Marinas fill and sometimes railroad crossings have to adjust. But for Fernandina Beach, infrastructure projects to address both issues will be underway as warm-weather tourism heats up around the port city’s historic district.
“The marina dredging will start their mobilizing this week and will start digging either the end of this week or beginning of next,” City Engineer Charlie George said at the last meeting of the Fernandina Beach city commissioners.
“So, that will be an interesting view. The railroad and waterfront roadway improvements project with Ash, Center and Alachua, they’re under contract. We’re going to wait until after Shrimp Fest to actually mobilize to the site. We’re going to start working on Ash Street first. We’re going to put out a notice to the public of what’s going to go on, because there’ll be some traffic situations and pedestrian situations and things like that, so that will be going out.”
The annual Isle of Eight Flags Shrimp Festival is April 29-May 1.
The marina project is jointly funded by the city and the Florida Inland Navigation District (FIND), with each contributing around $750,000 to the effort.
“The funds available through FIND are generated through a relatively small millage on your annual property taxes — 0.0320 mills; less than $10 on my tax bill,” City Manager Dale Martin said in his weekly column. “Thank you to FIND for the continuing financial support for marina/waterfront projects. With that help, three significant projects will be completed this year — within a matter of months actually.”
The railroad crossings are by Front Street, which runs longitudinally along the Amelia River waterfront in the historic district. The crossing at Alachua Street is expected to be the final part of the railway improvements, following Ash and Center.

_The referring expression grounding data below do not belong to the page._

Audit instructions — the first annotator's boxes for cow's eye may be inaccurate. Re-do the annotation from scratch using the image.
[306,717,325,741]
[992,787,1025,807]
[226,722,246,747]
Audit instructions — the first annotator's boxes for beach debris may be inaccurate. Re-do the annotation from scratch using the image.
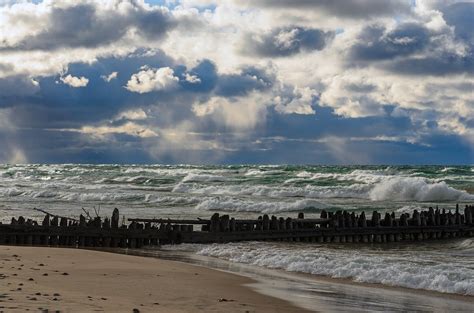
[218,298,234,302]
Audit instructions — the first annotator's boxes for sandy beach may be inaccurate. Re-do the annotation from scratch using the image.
[0,246,308,313]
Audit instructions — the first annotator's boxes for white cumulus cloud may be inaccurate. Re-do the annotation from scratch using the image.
[101,71,118,82]
[125,67,179,93]
[60,74,89,88]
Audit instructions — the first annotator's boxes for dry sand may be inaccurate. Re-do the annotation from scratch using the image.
[0,246,309,313]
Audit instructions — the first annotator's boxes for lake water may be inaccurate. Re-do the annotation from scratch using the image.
[0,164,473,301]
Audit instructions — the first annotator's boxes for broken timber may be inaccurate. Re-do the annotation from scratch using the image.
[0,205,473,249]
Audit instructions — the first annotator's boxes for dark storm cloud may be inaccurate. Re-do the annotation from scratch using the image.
[350,23,431,61]
[385,54,474,76]
[0,75,39,101]
[247,0,411,18]
[243,27,334,57]
[442,2,474,44]
[348,21,474,76]
[0,3,174,51]
[177,60,218,93]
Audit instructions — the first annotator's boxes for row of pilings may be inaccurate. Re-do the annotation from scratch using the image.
[0,205,473,247]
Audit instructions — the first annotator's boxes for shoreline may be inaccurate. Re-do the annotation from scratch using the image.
[120,246,474,301]
[0,246,310,313]
[118,246,474,312]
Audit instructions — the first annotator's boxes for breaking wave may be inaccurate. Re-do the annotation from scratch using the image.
[197,242,474,295]
[369,177,474,202]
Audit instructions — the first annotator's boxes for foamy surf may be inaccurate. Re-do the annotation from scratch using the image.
[196,241,474,296]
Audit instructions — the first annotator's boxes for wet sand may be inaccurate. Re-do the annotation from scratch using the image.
[0,246,309,313]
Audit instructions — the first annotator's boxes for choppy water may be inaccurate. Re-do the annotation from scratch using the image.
[0,164,473,296]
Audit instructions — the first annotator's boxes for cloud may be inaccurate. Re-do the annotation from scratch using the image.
[115,108,148,121]
[0,75,39,100]
[242,26,334,57]
[350,23,431,61]
[0,0,473,164]
[385,55,474,76]
[187,0,411,18]
[101,71,118,82]
[347,19,474,77]
[72,121,158,139]
[0,1,174,52]
[192,93,267,130]
[212,64,275,98]
[60,74,89,88]
[125,66,179,93]
[442,2,474,44]
[253,0,411,17]
[274,86,316,115]
[184,72,201,83]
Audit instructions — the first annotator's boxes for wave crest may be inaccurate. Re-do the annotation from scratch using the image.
[369,177,474,202]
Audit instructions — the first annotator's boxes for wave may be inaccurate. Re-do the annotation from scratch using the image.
[0,187,201,206]
[369,177,474,202]
[181,173,228,183]
[197,242,474,295]
[174,176,472,202]
[195,197,328,213]
[395,205,425,214]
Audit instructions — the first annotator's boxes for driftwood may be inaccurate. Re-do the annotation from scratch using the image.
[81,208,93,221]
[32,208,78,222]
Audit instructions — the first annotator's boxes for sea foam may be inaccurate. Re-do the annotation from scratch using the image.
[197,242,474,295]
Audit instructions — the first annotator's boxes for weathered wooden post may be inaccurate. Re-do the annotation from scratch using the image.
[128,222,137,248]
[359,212,367,227]
[372,211,380,227]
[320,210,328,228]
[102,217,111,247]
[59,217,68,246]
[262,214,270,231]
[229,218,236,232]
[270,216,279,231]
[42,214,50,227]
[49,216,58,246]
[297,212,304,231]
[16,216,25,245]
[455,207,462,225]
[111,208,120,229]
[279,217,286,230]
[7,218,17,245]
[465,205,473,227]
[220,215,230,232]
[210,213,220,232]
[412,210,421,226]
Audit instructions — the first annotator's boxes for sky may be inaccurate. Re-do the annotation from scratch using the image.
[0,0,472,164]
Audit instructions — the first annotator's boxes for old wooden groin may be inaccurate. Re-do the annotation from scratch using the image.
[0,206,473,249]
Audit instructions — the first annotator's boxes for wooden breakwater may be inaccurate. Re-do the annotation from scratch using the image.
[0,206,473,249]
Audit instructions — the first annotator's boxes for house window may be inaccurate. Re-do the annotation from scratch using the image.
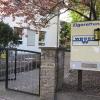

“The Alachua Street crossing project will also include streetscape improvements along Alachua Street — between North Front and North Second streets,” Martin wrote. “The streetscape improvements — sidewalks, lighting, landscaping — will also be extended on North Second Street, perhaps as far north as Broome Street. Significant private development efforts, both commercial and residential, are underway — and more planned — in that area of downtown.”